Hey, I'm not the only one thinking along these lines. George Washington knew enough to offer voters a hell of a party in return for their support. Says the Smithsonian:

Even the father of our country, George Washington, was known to bribe the electorate with booze. In his recent book Last Call: The Rise and Fall of Prohibition, Daniel Okrent writes: "When twenty-four-year-old George Washington first ran for a seat in the Virginia House of Burgesses, he attributed his defeat to his failure to provide enough alcohol for the voters. When he tried again two years later, Washington floated into office partly on the 144 gallons of rum, punch, hard cider and beer his election agent handed out—roughly half a gallon for every vote he received."

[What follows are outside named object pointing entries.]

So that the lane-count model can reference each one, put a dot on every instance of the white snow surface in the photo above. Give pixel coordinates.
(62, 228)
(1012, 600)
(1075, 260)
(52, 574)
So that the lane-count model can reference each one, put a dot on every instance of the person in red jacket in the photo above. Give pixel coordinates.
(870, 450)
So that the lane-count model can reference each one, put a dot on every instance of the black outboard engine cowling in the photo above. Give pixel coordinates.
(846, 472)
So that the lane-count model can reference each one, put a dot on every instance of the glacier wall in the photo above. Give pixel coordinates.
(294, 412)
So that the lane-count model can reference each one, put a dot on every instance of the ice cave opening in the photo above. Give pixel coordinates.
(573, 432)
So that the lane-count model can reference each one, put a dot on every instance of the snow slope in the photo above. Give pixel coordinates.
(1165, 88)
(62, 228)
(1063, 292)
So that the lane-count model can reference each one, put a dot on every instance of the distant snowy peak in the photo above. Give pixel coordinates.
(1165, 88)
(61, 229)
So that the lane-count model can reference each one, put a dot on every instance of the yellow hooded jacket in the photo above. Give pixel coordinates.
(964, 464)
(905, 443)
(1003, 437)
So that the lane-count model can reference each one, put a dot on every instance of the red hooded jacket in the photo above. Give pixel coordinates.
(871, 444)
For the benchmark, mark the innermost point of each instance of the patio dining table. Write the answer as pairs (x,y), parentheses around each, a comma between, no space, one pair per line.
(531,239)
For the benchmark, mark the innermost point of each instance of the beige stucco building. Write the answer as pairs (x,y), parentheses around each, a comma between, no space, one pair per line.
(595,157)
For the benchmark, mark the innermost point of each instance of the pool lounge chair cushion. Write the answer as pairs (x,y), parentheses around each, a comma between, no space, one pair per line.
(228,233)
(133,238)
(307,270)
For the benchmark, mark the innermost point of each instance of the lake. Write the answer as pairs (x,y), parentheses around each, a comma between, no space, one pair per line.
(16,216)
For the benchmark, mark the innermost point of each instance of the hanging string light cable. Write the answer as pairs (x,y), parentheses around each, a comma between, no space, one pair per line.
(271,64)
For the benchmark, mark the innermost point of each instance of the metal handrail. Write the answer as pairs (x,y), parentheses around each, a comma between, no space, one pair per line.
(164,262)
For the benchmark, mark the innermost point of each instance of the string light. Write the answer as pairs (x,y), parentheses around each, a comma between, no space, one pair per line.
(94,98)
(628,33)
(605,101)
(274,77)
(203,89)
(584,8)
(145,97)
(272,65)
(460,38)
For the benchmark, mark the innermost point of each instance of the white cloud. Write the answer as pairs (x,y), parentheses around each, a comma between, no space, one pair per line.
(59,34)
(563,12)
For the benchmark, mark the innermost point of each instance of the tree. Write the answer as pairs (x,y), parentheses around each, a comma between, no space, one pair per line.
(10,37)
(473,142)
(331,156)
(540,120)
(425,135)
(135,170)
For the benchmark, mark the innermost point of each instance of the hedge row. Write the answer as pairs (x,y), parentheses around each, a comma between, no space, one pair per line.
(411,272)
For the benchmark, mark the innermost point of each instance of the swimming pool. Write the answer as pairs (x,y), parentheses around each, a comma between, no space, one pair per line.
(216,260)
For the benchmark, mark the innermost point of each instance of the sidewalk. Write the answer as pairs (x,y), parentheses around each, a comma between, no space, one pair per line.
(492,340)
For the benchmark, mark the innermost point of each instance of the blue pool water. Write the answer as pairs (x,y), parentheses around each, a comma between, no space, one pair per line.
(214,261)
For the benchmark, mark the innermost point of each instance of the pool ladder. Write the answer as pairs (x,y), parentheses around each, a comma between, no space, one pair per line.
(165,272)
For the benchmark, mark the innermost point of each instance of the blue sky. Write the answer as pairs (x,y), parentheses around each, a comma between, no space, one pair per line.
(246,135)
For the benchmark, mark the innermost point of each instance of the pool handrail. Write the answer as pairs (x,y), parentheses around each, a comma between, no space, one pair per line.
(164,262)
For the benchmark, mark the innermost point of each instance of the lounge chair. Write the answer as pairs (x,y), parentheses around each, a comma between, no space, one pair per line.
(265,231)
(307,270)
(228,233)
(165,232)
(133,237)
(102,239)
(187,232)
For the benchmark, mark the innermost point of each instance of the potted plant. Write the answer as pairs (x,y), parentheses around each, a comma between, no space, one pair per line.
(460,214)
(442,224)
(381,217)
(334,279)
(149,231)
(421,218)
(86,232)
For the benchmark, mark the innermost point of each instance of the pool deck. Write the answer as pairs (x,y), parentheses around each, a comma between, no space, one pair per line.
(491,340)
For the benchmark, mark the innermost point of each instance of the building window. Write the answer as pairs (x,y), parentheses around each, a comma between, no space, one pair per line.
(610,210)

I think we're on to something here. It's not like Americans have changed much, despite all the goo-goo hectoring. A few years ago, Politico inspired cries of outrage by detailing how a poll of New York University students revealed their willingness to trade votes for tution payments or electronic goodies.

Two-thirds say they'll do it for a year's tuition. And for a few, even an iPod touch will do.

That's what NYU students said they'd take in exchange for their right to vote in the next presidential election, a recent survey by an NYU journalism class found.

Only 20 percent said they'd exchange their vote for an iPod touch.

But 66 percent said they'd forfeit their vote for a free ride to NYU. And half said they'd give up the right to vote forever for $1 million.

Personally, I think a million bucks way overvalues the right to vote. But, you know, a thing is worth whatever somebody else is willing to pay, and who knows …

Of course, buying and selling votes is illegal everywhere in the United States, although modern mail-in ballots at least make it do-able, if you're willing to do the exchange under the table. Hand over a little money or Washingtonian grog in return for the ballot, and a win-win deal has been closed. Selling an overall right to vote is a lot more challenging — impossible to enforce under our present system, so far as I can tell.

But why should it be? All the exercise-your-franchise nagging demonstrates only that some people value voting a lot more than do others. If it's so damned important to them, why shouldn't we give them a chance to put their money where their civil religion is and buy votes from those who'd rather sleep in on Election Day?

How's this: With the caveat that I'll feel no more bound by the results of elections than I do now, and assuming that we can reform the system to make such a mutually beneficial transaction possible, I'll open bidding for my right to vote at $100,000. Any takers?